Saya pernah! Yaitu saat membaca salah satu bukunya : Di Bawah Bendera Revolusi. Waktu itu buku-buku Bung Karno masih sulit ditemukan karena rezim orde baru memang masih represif untuk segala hal yang berbau Soekarno. Itupun saya menemukan secara tak sengaja di sebuah rumah kontrakan teman Bapak di Pulogadung, jakarta. Saat liburan sekolah SMA tahun 90an.

Setelah membaca buku itulah saya punya persepsi baru tentang tentang sosok Sang Proklamator itu. Tentang kehebatan seorang pemimpin dilihat dari gagasannya. Buku tebal itu saya baca hingga akhir. Nalar seusia SMA sebenarnya sudah bisa mencerna gagasan-gagasan yang rumit.

Dari buku itu juga saya jadi tahu kalau Bung Karno terinspirasi gagasan Karl Marx, juga Mustafa Kamal Ataturk. Maka jangan heran kalau ia mengakomodir Komunisme. Tentang Islam, ia memang cenderung sekuler, mengikuti pola pikir Ataturk.
Waktu itu memang belum bisa mendengar rekaman pidatonya.Namun kini, merasakan  kehebatan Sukarno akan semakin lengkap dengan menyimak pidatonya. Orasinya memang penuh tenaga dan menghinpotis. Beberapa rekaman video bisa dicari di Youtube. Dari buku itu, saya tahu juga kalau gaya pidatonya ternyata terinspirasi oleh Adolf Hitler. Kalau disimak di Youtube, Hitler dan Bung Karno memang sama-sama orator ulung. Menggelegar.

Tapi itu dulu, yang tinggal sejarah. Kita hanya bisa membaca, mempelajari dan mengambil inspirasi. Apakah para pemimpin sekarang ada yang sekaliber Soekarno? 
Dari pemimpin paska Bung Karno, memang saya belum menemukan paduan ideal antara gagasan yang brilian dan komunikasi yang memikat. Pak Harto amat cool. Habibie cenderung ke tipe otak kiri dan mengutamakan konten. Tanpa seni komunikasi. Gusdur juga cenderung komunikasi gaya angkringan. Megawati malah sunyi. SBY terlalu hemat dan hati-hati.
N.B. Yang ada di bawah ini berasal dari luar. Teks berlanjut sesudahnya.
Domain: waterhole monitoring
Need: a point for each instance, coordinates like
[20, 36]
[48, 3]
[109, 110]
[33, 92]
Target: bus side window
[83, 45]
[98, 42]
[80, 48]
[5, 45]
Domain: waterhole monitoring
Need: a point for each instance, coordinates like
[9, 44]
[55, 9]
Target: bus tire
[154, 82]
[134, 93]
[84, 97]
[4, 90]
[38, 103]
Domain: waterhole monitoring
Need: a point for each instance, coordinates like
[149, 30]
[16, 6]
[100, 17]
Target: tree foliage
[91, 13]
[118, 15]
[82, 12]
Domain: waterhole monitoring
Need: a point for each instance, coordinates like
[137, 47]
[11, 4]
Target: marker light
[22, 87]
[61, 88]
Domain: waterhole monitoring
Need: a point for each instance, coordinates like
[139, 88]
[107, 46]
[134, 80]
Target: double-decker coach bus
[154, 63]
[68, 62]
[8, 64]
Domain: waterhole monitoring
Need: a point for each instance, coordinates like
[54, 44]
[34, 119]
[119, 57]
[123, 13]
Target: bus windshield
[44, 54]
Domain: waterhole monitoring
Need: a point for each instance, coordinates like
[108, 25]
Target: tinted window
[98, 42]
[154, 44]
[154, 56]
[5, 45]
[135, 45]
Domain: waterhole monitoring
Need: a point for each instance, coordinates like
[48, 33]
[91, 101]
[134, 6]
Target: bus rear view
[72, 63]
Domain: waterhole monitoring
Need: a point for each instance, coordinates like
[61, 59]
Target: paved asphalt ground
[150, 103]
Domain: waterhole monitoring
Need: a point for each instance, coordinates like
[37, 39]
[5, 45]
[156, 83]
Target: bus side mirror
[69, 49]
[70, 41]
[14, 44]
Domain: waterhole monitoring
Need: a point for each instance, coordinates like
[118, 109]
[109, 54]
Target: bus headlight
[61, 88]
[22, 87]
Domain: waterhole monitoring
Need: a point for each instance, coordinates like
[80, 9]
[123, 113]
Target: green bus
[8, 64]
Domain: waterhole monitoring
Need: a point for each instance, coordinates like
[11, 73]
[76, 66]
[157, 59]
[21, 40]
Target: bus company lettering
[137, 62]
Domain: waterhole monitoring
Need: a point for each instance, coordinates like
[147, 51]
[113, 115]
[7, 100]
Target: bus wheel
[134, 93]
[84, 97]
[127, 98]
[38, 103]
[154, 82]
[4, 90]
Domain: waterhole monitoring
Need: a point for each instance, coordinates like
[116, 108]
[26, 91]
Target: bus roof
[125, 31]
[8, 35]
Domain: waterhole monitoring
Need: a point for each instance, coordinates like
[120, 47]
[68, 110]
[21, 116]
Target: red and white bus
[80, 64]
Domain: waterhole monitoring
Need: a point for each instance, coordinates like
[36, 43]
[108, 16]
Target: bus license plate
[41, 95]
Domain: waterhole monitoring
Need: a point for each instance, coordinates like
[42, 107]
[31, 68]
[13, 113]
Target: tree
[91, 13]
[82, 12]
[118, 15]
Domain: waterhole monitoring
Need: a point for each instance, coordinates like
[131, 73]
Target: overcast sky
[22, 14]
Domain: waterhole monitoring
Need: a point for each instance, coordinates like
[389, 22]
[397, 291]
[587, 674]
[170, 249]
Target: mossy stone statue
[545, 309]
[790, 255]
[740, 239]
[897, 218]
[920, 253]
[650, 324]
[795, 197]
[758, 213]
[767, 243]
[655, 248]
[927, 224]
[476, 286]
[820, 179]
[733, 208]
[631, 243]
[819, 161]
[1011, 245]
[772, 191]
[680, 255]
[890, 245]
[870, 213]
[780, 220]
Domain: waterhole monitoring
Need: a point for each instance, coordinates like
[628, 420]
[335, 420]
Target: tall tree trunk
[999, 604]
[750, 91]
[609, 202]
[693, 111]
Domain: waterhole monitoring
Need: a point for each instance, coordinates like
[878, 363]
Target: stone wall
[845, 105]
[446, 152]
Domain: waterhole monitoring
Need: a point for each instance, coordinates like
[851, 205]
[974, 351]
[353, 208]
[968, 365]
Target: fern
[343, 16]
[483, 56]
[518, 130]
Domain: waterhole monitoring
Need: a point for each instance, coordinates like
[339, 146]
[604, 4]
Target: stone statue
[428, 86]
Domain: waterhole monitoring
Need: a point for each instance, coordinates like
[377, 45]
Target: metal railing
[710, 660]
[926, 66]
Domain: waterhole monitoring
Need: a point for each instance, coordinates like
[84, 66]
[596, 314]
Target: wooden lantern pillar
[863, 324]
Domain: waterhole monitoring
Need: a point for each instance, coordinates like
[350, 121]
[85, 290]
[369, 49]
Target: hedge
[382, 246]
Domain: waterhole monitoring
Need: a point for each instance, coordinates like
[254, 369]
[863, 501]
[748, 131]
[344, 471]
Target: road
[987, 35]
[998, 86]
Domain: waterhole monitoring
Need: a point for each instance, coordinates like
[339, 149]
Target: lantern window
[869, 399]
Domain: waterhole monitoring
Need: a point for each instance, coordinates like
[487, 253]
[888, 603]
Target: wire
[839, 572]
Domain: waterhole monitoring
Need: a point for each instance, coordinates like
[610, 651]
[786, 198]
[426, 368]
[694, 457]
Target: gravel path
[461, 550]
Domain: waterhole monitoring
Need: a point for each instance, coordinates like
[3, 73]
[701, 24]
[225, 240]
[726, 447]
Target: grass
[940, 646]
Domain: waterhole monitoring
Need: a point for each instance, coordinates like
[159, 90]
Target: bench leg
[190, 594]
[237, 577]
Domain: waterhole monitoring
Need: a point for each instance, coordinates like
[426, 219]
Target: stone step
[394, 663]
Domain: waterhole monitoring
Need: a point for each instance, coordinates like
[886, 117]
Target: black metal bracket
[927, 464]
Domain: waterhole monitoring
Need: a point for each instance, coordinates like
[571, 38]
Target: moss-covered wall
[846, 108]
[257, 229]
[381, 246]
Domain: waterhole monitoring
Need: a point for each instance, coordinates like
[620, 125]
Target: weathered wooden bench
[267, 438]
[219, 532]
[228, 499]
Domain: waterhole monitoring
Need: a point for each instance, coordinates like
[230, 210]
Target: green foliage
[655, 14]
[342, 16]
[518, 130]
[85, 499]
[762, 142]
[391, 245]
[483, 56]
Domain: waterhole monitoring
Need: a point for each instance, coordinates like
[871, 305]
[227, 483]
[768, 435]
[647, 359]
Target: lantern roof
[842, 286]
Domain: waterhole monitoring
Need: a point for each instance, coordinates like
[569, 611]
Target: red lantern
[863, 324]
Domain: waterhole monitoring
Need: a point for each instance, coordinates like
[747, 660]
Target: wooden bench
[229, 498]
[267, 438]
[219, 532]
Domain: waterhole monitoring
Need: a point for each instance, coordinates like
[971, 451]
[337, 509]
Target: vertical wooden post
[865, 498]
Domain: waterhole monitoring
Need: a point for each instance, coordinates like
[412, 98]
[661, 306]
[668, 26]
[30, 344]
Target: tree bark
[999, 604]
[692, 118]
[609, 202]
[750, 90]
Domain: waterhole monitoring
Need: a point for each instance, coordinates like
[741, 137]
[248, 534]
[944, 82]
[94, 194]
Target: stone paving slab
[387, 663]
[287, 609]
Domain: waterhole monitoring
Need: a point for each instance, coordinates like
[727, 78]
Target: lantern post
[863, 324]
Terlalu jaim demi pencitraan tanpa cela.
Namun kini, saya dan Anda semua beruntung  mendapat kesempatan untuk menyaksikan sendiri lahirnya seorang pemimpin hebat itu. Dari gagasannya yang ia tulis. Juga dari komunikasi verbalnya yang menggelegar. Yang membedakan adalah referensinya. Kalau Sukarno menimbanya dari Hitler, Ataturk, Karl Marx dan yang semacamnya. Maka Seokarno muda ini, lebih fasih menyitir ayat suci, hadits, sejarah, tokoh harokah, sastra Arab, sastra Indonesia. Ia adalah.... Anis Matta!
Simak saja penuturan seorang Muhammad Elvandi, Lc.di situs Islamedia.com
“Pahlawan Muda…ditangan merekalah, Indonesia akan mengambil gilirannya, bukan hanya dalam mensejahterakan negerinya, tapi juga dalam memimpin dunia yang mulai terseok-seok!”, kalimat itu ia teriakan ditengah ribuan pendengar. Semua sepi, semua hening, dan nafas-nafas tertahankan di dada hanya untuk mendengarkan setiap butir kata, yang ia ucapkan penuh makna. Kata-katanya menjadi inspirasi, menyentuh pribadi, bagi trainer, bagi guru, bagi penceramah, dan bagi seluruh pemuda di penjuru negeri dengan semangat berapi-api.
Ialah H. Muhammad Anis Matta, Lc. Masa mudanya tak ia habiskan berhura-hura, namun penuh gelora berjuang dan membaca. Prestasi SD nya jelek tak seberapa, tapi di Pesantren (Darul Arqam) Gombara, posisinya kukuh tak bergeser dari kursi juara, dari tahun 80 hingga 86.
Organisasi dikenalnya sejak kecil, dan kelas satu SMA sudah bukan lagi anggota biasa, tapi sudah mampu menjadi instruktur IPM lalu kelas dua menjadi sekretaris cabang Muhammadiyyah. Namun tumpukan prestasi masa muda tak membuat ia berbangga. Ia rasakan kepedihan batin, keresahan membuncah-buncah, juga panggilan nurani untuk tak henti mengasah diri. LIPIA Jakartalah jamuan sejarah baginya walau kesempatan kuliah di Fikom UNHAS juga terbuka.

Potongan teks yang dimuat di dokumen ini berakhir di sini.